Spectraformer: A Unified Random Feature Framework for Transformer
This work addresses the computational bottleneck in Transformers for long sequences, offering a systematic approach to improve efficiency, though it is incremental as it builds on existing random feature methods.
The authors tackled the problem of efficiently approximating the attention mechanism in Transformers by introducing Spectraformer, a unified random feature framework that achieves performance comparable to top sparse and low-rank methods on the Long Range Arena benchmark, establishing a new state-of-the-art for random feature-based efficient Transformers.

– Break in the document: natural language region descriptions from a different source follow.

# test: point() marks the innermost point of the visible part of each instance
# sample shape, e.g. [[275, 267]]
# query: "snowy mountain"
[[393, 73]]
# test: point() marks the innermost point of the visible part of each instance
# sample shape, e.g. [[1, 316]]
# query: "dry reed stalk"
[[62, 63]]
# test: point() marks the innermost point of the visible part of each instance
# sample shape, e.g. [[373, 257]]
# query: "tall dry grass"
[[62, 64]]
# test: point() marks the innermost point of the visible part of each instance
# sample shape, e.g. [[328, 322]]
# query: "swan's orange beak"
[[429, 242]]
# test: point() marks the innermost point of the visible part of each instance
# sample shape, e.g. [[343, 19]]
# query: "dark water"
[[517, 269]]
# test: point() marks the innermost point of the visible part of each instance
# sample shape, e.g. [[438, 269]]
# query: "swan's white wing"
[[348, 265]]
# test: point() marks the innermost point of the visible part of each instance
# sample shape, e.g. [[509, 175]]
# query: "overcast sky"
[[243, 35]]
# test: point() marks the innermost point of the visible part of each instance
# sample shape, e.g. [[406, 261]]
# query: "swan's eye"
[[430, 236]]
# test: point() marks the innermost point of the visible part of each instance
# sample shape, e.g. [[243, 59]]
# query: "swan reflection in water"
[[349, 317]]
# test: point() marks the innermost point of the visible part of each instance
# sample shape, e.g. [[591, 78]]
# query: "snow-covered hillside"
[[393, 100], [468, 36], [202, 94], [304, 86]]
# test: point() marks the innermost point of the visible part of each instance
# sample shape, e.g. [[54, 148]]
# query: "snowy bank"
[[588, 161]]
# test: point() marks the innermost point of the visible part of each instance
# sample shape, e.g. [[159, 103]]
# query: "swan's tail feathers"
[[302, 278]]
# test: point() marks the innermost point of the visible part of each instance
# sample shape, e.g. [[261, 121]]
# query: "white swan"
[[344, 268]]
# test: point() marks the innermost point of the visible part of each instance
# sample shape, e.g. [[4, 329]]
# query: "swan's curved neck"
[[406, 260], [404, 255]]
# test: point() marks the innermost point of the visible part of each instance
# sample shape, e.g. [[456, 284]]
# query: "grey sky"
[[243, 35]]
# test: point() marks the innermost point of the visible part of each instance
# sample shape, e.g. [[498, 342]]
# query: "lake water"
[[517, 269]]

Linearization of attention using various kernel approximation and kernel learning techniques has shown promise. Past methods used a subset of combinations of component functions and weight matrices within the random feature paradigm. We identify the need for a systematic comparison of different combinations of weight matrices and component functions for attention learning in Transformer. Hence, we introduce Spectraformer, a unified framework for approximating and learning the kernel function in the attention mechanism of the Transformer. Our empirical results demonstrate, for the first time, that a random feature-based approach can achieve performance comparable to top-performing sparse and low-rank methods on the challenging Long Range Arena benchmark. Thus, we establish a new state-of-the-art for random feature-based efficient Transformers. The framework also produces many variants that offer different advantages in accuracy, training time, and memory consumption. Our code is available at: https://github.com/cruiseresearchgroup/spectraformer .